A mad scrambling up the stairs in the dark of the morning carried a “message from the general.” The message itself was muffled with the closing of a door.
Apparently, my neighbors were men of rank, Dragon Guy’s lieutenants. In addition to the private rooms, they were apparently privileged with staying behind when the fighting commenced.
As had become my habit, I too spent that first night awake, listening to the sounds of the battle beyond the gate. But while my neighbors were preoccupied with whether or not they were winning, I spent the night trying to find ways to ensure
they would lose. Even now, with the manor house fully invaded, my goal struck me as no less improbable than theirs.

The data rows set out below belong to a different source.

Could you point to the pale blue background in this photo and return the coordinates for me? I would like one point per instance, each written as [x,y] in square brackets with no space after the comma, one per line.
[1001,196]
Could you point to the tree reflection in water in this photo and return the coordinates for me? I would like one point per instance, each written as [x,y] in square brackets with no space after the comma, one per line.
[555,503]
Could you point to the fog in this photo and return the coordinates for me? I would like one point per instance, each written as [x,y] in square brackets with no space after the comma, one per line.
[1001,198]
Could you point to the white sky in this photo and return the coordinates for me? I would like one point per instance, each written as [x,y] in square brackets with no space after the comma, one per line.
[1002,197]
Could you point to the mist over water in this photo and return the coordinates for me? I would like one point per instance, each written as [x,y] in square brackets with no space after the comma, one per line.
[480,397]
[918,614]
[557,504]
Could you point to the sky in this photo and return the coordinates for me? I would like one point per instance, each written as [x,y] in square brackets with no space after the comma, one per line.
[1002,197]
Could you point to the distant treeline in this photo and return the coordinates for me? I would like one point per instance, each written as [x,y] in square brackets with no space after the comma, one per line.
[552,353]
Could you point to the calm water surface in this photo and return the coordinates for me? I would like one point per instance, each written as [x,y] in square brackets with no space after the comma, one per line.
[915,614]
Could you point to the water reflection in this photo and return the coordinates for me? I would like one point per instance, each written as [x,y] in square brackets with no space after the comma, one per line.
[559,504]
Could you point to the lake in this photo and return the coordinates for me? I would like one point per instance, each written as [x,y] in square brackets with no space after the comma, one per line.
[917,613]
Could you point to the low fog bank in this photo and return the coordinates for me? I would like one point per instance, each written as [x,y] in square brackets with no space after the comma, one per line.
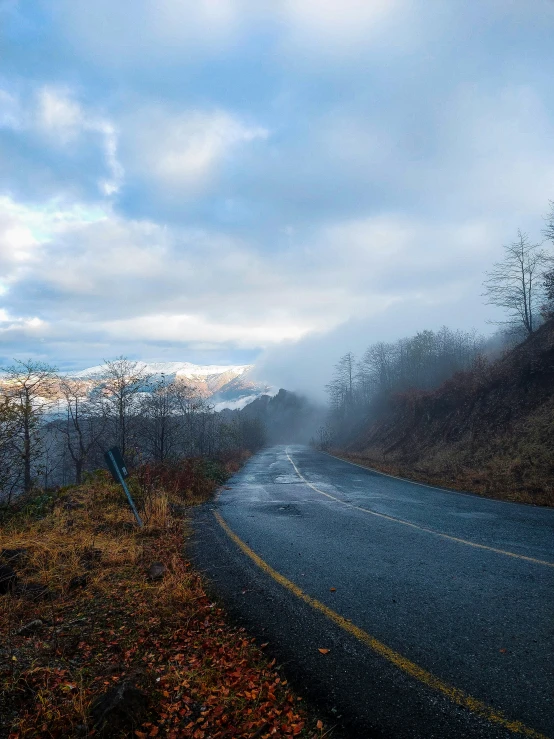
[306,366]
[285,418]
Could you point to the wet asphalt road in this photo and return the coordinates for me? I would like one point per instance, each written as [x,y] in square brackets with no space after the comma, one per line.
[478,620]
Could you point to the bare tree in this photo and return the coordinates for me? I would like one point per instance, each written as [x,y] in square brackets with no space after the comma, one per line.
[10,473]
[30,386]
[120,385]
[516,284]
[162,420]
[548,230]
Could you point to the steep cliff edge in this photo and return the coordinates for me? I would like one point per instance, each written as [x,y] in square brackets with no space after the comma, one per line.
[490,430]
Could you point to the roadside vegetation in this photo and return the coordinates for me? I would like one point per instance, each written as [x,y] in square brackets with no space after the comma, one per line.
[107,629]
[454,409]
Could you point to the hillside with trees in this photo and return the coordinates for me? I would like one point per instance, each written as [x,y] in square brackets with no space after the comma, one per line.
[456,409]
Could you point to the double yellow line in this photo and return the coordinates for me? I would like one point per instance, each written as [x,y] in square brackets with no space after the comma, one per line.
[414,525]
[457,696]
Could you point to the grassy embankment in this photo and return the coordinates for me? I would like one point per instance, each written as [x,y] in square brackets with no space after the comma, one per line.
[85,618]
[489,430]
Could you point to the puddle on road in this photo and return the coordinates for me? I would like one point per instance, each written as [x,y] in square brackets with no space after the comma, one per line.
[286,480]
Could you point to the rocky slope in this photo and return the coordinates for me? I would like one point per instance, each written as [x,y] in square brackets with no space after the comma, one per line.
[490,430]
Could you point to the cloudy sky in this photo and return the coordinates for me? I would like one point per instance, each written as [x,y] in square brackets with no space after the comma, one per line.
[262,180]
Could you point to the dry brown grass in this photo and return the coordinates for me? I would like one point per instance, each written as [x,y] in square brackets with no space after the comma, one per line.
[201,677]
[497,478]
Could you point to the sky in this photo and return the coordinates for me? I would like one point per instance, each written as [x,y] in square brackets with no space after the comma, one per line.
[238,181]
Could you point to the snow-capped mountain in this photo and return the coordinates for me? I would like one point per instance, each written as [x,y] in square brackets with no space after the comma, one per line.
[225,385]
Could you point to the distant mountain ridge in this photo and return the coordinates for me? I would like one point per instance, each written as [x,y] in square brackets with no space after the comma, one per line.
[225,385]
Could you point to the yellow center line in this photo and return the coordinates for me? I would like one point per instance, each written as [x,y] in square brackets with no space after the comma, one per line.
[457,696]
[416,526]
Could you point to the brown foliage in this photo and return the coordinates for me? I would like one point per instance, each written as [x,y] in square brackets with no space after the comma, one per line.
[108,623]
[488,430]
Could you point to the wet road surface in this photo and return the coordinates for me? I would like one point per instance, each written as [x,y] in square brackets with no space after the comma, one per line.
[436,607]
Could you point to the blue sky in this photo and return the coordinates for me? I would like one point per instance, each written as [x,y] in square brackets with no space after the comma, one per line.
[239,180]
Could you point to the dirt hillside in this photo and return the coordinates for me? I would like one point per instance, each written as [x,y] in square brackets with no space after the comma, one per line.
[490,430]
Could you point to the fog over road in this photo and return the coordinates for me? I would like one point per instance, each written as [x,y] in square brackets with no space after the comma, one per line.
[436,607]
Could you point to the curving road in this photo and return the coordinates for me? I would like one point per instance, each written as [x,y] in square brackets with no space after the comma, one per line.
[437,607]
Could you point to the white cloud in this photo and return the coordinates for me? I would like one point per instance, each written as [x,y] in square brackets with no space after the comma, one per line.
[340,21]
[183,151]
[59,114]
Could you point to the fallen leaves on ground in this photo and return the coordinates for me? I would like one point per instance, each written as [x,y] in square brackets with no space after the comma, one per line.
[204,678]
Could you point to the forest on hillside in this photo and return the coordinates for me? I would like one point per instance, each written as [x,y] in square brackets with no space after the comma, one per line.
[455,408]
[54,429]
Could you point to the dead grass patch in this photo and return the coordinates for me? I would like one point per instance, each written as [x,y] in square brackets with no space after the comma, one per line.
[200,677]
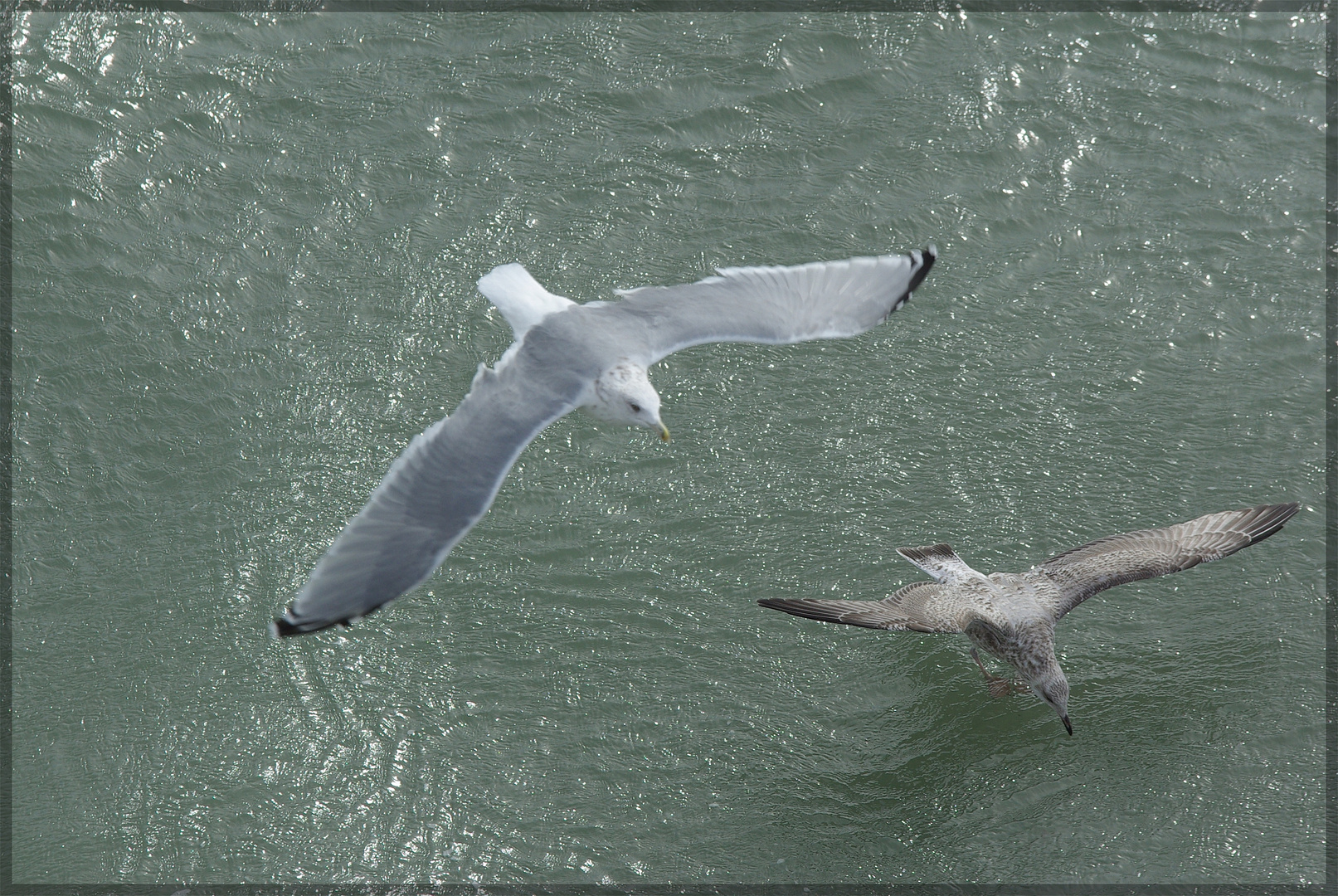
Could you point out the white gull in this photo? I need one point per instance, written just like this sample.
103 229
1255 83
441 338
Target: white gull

But what, in fact, was I to do, one man against hundreds? There was no force I could bring to bear, no sort of coercion of which I could conceive. So I asked myself, what would Senator Marcus do? Or Mme Freeman, if she were here? I knew already what my father would say, that Dragon Guy and his followers had just as much right to be here as I did. But I had sworn to serve the estate, not to provide shelter and haven for anyone who might seek it. And in any case, I disagreed. They had no more right to invade my home than I did theirs, and I would not sit idly by and let it happen.
In the dawn, heavy with exhaustion but no closer to a solution, I shuffled out to the balcony to watch Dragon Guy’s soldiers return, as limp and hushed as the morning before. They drifted together in small clusters, speaking quietly of—I could not guess what it was they spoke of. Judging by their mild expressions, it could have been something as banal as the weather. It occurred to me how much they resembled common laborers coming back from the field. They could have been carrying picks and hoes instead of arms, and nothing else would have been any different.
Within a couple of minutes, the soldiers had passed, their day finally over. And I was left alone with mine. At this dark stage my day seemed to offer neither beginning nor end.
I was about to go back inside—perhaps to sleep, perhaps to piece together some sort of plan—when suddenly I heard a cry. I looked up again to find more movement at the top of the drive.
The second wave of men progressed so slowly it was possible to study every bloody shirt, every bandaged head. That first morning I counted eight men, some limping, some dragged or carried. I wondered how many more had been left behind, their bodies without hope of recovery.
By the time the wounded reached the end of the drive, the others before them had disappeared, as if—in order to be able to continue—the living had to forget the dying and the dead.